Linux PCI subsystem development
 help / color / mirror / Atom feed
From: Nicolin Chen <nicolinc@nvidia.com>
To: Jason Gunthorpe <jgg@nvidia.com>
Cc: <joro@8bytes.org>, <will@kernel.org>, <robin.murphy@arm.com>,
	<rafael@kernel.org>, <lenb@kernel.org>, <bhelgaas@google.com>,
	<iommu@lists.linux.dev>, <linux-kernel@vger.kernel.org>,
	<linux-acpi@vger.kernel.org>, <linux-pci@vger.kernel.org>,
	<patches@lists.linux.dev>, <pjaroszynski@nvidia.com>,
	<vsethi@nvidia.com>, <helgaas@kernel.org>,
	<baolu.lu@linux.intel.com>
Subject: Re: [PATCH RFC v2 3/4] iommu: Introduce iommu_dev_reset_prepare() and iommu_dev_reset_done()
Date: Tue, 22 Jul 2025 14:58:21 -0700	[thread overview]
Message-ID: <aIAJfYMKYKyZZRqx@Asurada-Nvidia> (raw)
In-Reply-To: <20250704154342.GN1410929@nvidia.com>

Sorry for a huge delay. I've addressed all, following your remarks.

Some feedbacks inline.

On Fri, Jul 04, 2025 at 12:43:42PM -0300, Jason Gunthorpe wrote:
> On Sat, Jun 28, 2025 at 12:42:41AM -0700, Nicolin Chen wrote:
> 
> >  - This only works for IOMMU drivers that implemented ops->blocked_domain
> >    correctly with pci_disable_ats().
> 
> As was in the thread, it works for everyone. Even if we install an
> empty paging domain for blocking that still will stop the ATS
> invalidations from being issued. ATS remains on but this is not a
> problem.

OK. And I am dropping this validation in the PCI patch:

	/* Something wrong with the iommu driver that failed to disable ATS */
	if (dev->ats_enabled)
		pci_err(dev, "failed to stop ATS. ATS invalidation may time out\n");

> > @@ -2155,8 +2172,17 @@ int iommu_deferred_attach(struct device *dev, struct iommu_domain *domain)
> >  	int ret = 0;
> >  
> >  	mutex_lock(&group->mutex);
> > +
> > +	/*
> > +	 * There is a racy attach while the device is resetting. Defer it until
> > +	 * the iommu_dev_reset_done() that attaches the device to group->domain.
> > +	 */
> > +	if (device_to_group_device(dev)->pending_reset)
> > +		goto unlock;
> > +
> >  	if (dev->iommu && dev->iommu->attach_deferred)
> >  		ret = __iommu_attach_device(domain, dev);
> > +unlock:
> >  	mutex_unlock(&group->mutex);
> 
> Actually looking at this some more maybe write it like:
> 
> /*
>  * This is called on the dma mapping fast path so avoid locking. This
>  * is racy, but we have an expectation that the driver will setup its
>  * DMAs inside probe while still single threaded to avoid racing.
>  */
> if (dev->iommu && !READ_ONCE(dev->iommu->attach_deferred))
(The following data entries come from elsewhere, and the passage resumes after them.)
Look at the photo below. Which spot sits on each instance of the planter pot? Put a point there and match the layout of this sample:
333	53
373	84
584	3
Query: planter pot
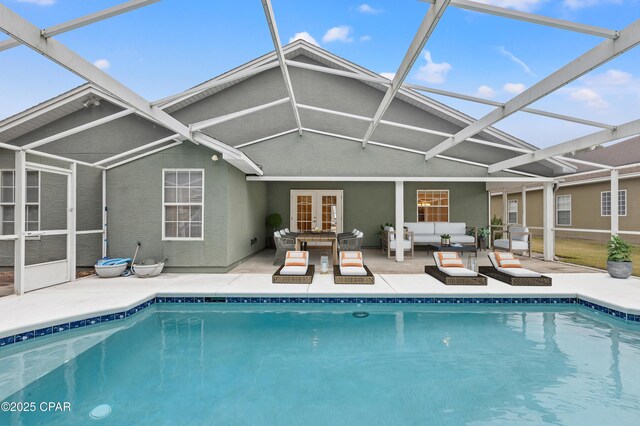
619	269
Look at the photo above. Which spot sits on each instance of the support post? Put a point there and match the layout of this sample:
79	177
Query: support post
20	179
615	214
505	207
399	221
524	206
548	235
104	213
71	221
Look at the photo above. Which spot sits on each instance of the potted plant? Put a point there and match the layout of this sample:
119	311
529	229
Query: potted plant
619	263
483	237
274	221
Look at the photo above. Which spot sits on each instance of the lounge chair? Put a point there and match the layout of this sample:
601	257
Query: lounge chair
506	268
296	269
283	244
450	270
352	269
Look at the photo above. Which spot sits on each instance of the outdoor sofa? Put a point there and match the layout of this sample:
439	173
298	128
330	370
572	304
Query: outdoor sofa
425	233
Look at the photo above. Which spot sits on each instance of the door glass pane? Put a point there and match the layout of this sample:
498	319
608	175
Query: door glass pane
329	213
304	212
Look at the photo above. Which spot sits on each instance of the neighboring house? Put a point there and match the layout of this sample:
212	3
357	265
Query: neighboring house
208	215
584	202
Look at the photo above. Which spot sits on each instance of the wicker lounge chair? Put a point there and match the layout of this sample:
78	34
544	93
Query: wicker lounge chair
514	276
352	270
453	276
296	269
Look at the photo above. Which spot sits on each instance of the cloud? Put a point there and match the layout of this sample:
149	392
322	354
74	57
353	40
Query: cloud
304	36
581	4
515	59
39	2
590	97
103	64
485	92
610	78
340	33
365	8
514	88
521	5
433	72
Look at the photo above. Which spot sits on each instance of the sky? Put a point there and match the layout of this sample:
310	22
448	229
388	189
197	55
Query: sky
169	46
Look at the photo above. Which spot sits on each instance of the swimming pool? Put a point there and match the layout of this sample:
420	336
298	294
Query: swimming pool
186	364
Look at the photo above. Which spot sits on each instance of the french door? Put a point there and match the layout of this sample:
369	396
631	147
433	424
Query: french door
311	209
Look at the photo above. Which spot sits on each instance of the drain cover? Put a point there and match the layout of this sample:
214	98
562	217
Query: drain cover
100	412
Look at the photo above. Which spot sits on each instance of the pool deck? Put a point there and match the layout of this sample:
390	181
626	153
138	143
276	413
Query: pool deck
93	297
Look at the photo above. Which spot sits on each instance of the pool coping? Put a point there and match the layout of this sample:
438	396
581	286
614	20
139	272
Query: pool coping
117	314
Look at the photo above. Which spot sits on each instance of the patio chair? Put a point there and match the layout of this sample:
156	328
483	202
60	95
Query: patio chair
351	243
515	238
283	244
506	268
296	269
352	270
389	242
450	270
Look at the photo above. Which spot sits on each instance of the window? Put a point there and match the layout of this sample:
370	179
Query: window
605	203
512	212
183	204
563	210
8	202
433	205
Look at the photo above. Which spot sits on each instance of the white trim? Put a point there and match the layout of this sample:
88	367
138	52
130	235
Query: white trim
432	190
137	157
232	116
84	21
501	104
275	37
178	204
60	158
134	150
603	52
570	210
266	138
626	203
392	179
510	202
77	129
535	19
427	26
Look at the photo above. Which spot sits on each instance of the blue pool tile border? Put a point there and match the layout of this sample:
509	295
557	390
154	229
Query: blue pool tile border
116	316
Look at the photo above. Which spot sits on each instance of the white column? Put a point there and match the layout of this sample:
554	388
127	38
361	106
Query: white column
104	213
615	226
71	221
524	206
20	180
547	221
399	221
505	207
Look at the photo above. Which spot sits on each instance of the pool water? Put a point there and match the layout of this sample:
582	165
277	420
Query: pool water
228	366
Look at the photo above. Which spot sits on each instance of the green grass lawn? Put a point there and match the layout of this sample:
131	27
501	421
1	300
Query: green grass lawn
585	252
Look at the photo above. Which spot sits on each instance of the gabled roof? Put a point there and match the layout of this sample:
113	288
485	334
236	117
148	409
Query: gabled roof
51	110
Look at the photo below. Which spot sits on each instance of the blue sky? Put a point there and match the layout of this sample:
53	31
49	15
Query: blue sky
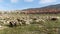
24	4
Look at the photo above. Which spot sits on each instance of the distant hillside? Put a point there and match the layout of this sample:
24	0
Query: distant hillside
48	9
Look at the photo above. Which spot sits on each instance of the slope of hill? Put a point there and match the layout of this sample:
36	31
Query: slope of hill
48	9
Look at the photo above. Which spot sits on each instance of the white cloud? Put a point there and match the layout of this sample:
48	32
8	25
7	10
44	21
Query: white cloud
28	0
46	1
14	1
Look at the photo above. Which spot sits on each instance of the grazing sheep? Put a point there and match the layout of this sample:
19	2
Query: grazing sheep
12	23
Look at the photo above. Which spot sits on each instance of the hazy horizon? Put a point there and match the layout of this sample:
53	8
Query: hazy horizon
25	4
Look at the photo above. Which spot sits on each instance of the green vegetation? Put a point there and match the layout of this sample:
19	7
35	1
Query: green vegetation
40	24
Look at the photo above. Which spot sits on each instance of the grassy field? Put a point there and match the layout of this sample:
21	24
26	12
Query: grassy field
44	26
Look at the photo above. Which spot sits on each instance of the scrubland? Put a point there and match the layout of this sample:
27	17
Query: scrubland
29	23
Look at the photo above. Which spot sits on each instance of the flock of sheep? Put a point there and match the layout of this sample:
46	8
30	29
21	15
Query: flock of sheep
27	20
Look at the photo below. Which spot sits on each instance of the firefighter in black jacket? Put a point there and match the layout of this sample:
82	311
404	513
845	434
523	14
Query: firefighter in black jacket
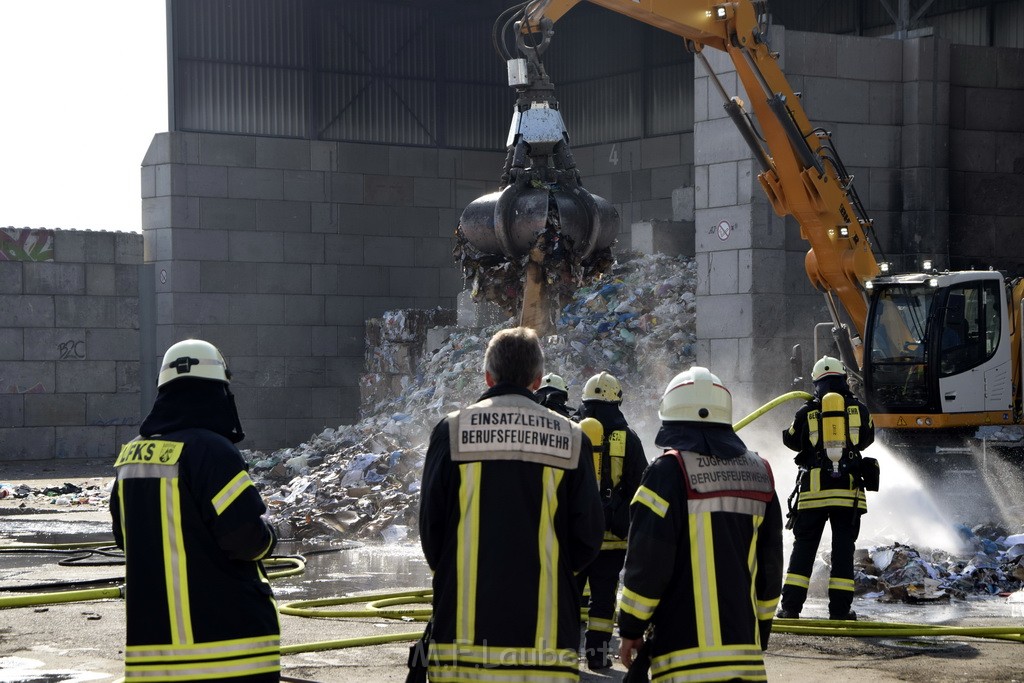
199	604
828	433
553	394
619	464
508	512
705	560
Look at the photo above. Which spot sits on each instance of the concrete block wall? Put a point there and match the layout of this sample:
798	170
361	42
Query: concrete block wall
642	178
279	250
69	343
986	167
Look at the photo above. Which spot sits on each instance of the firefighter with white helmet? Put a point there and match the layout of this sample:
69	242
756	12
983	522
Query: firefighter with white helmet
553	394
619	464
705	559
827	433
198	601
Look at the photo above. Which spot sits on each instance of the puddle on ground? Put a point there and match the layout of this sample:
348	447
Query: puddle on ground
366	567
20	670
30	528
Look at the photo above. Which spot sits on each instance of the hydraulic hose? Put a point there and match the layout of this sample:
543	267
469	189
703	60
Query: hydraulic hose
778	400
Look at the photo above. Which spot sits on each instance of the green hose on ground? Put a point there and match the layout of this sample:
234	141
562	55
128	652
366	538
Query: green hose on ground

This triggers a build error as attach_deferred is a bit-field. So I
am changing it from "u32 attach_deferred:1" to "bool" for this.

And, to keep the original logic, I think it should be:
	if (!dev->iommu || !READ_ONCE(dev->iommu->attach_deferred))

>    return 0;
> 
> guard(mutex)(&group->mutex);

I recall Baolu mentioned that Joerg might not like the guard style
so I am keeping mutex_lock/unlock().

> if (device_to_group_device(dev)->pending_reset)
>     return 0;
> 
> if (!dev->iommu->attach_deferred)
>    return 0;

I think this is redundant since the fast path checked.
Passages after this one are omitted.